BiPC: Bidirectional Probability Calibration for Unsupervised Domain Adaption

Wenlve Zhou,Zhiheng Zhou,Junyuan Shang,Chang Niu,Mingyue Zhang,Xiyuan Tao,Tianlei Wang
DOI: https://doi.org/10.1016/j.eswa.2024.125460
2024-09-29
Abstract:Unsupervised Domain Adaptation (UDA) leverages a labeled source domain to solve tasks in an unlabeled target domain. While Transformer-based methods have shown promise in UDA, their application is limited to plain Transformers, excluding Convolutional Neural Networks (CNNs) and hierarchical Transformers. To address this issues, we propose Bidirectional Probability Calibration (BiPC) from a probability space perspective. We demonstrate that the probability outputs from a pre-trained head, after extensive pre-training, are robust against domain gaps and can adjust the probability distribution of the task head. Moreover, the task head can enhance the pre-trained head during adaptation training, improving model performance through bidirectional complementation. Technically, we introduce Calibrated Probability Alignment (CPA) to adjust the pre-trained head's probabilities, such as those from an ImageNet-1k pre-trained classifier. Additionally, we design a Calibrated Gini Impurity (CGI) loss to refine the task head, with calibrated coefficients learned from the pre-trained classifier. BiPC is a simple yet effective method applicable to various networks, including CNNs and Transformers. Experimental results demonstrate its remarkable performance across multiple UDA tasks. Our code will be available at: <a class="link-external link-https" href="https://github.com/Wenlve-Zhou/BiPC" rel="external noopener nofollow">this https URL</a>.
Computer Vision and Pattern Recognition
What problem does this paper attempt to address?

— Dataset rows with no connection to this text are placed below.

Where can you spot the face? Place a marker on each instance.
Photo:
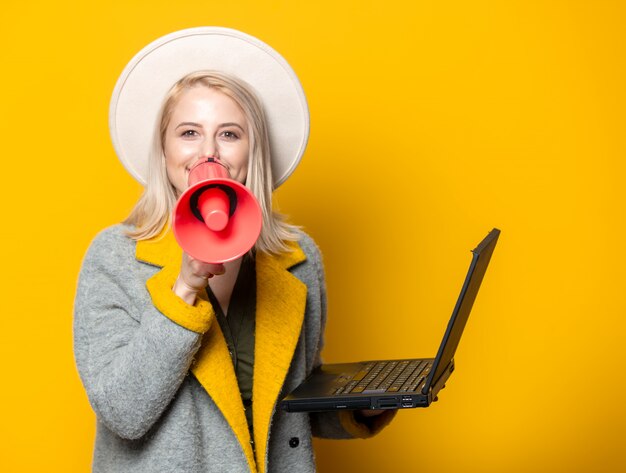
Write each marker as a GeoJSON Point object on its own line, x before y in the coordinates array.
{"type": "Point", "coordinates": [205, 122]}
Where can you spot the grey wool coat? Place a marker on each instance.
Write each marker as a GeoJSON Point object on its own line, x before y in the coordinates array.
{"type": "Point", "coordinates": [159, 377]}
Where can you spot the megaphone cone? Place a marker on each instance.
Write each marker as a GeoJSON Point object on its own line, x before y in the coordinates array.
{"type": "Point", "coordinates": [217, 219]}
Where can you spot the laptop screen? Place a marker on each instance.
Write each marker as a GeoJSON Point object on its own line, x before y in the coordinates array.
{"type": "Point", "coordinates": [478, 266]}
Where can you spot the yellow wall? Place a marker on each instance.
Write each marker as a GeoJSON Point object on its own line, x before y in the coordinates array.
{"type": "Point", "coordinates": [432, 122]}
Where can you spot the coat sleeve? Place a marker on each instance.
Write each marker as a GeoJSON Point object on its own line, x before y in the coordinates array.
{"type": "Point", "coordinates": [339, 424]}
{"type": "Point", "coordinates": [130, 357]}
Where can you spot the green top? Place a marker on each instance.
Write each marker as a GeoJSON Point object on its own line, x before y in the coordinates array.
{"type": "Point", "coordinates": [238, 329]}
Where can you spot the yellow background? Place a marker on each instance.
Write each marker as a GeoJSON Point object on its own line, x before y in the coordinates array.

The problem that this paper attempts to solve is: **How to improve the adaptability of different network structures (such as CNNs and Transformers) in Unsupervised Domain Adaptation (UDA) and alleviate the problem of model performance degradation due to the domain gap?** Specifically, the existing UDA methods are mainly divided into two categories: feature - alignment methods and Transformer - based methods. However, these methods have the following limitations: 1. **Feature - alignment methods**: - They are mainly based on Convolutional Neural Networks (CNNs) and have limited effectiveness when applied to new architectures such as Transformers. - These methods usually do not consider the distribution matching between classes, which limits the performance of UDA methods. 2. **Transformer - based methods**: - Although they have shown strong potential, they are only applicable to pure Transformer models and cannot be directly applied to CNNs or hierarchical Transformers. To solve these problems, the authors propose the **Bidirectional Probability Calibration (BiPC)** method. This method, from the perspective of the probability space, introduces the **Calibrated Probability Alignment (CPA)** and **Calibrated Gini Impurity (CGI)** loss functions to achieve bidirectional complementarity between the pre - training head and the task head, thereby improving the model's performance on the target domain. ### Key contributions 1. **Propose a simple and effective UDA method based on the probability space**, which can alleviate the model performance degradation caused by the domain gap. 2. **Introduce the calibrated probability alignment loss**, which aligns the probability distribution by calculating the calibration coefficient from the source label and the target pseudo - label. 3. **Design the calibrated Gini impurity loss** for pseudo - label learning, where the calibration coefficient is learned from the probability space of the pre - training head. 4. **Extensive experiments show that BiPC provides significant improvements on various backbone networks** and achieves the state - of - the - art (SoTA) performance in the Partial - set Domain Adaptation (PDA) task. Through this method, BiPC can not only effectively improve the UDA performance of different network structures, but also achieve a better balance between the feature space and the probability space, thereby improving the generalization ability of the model.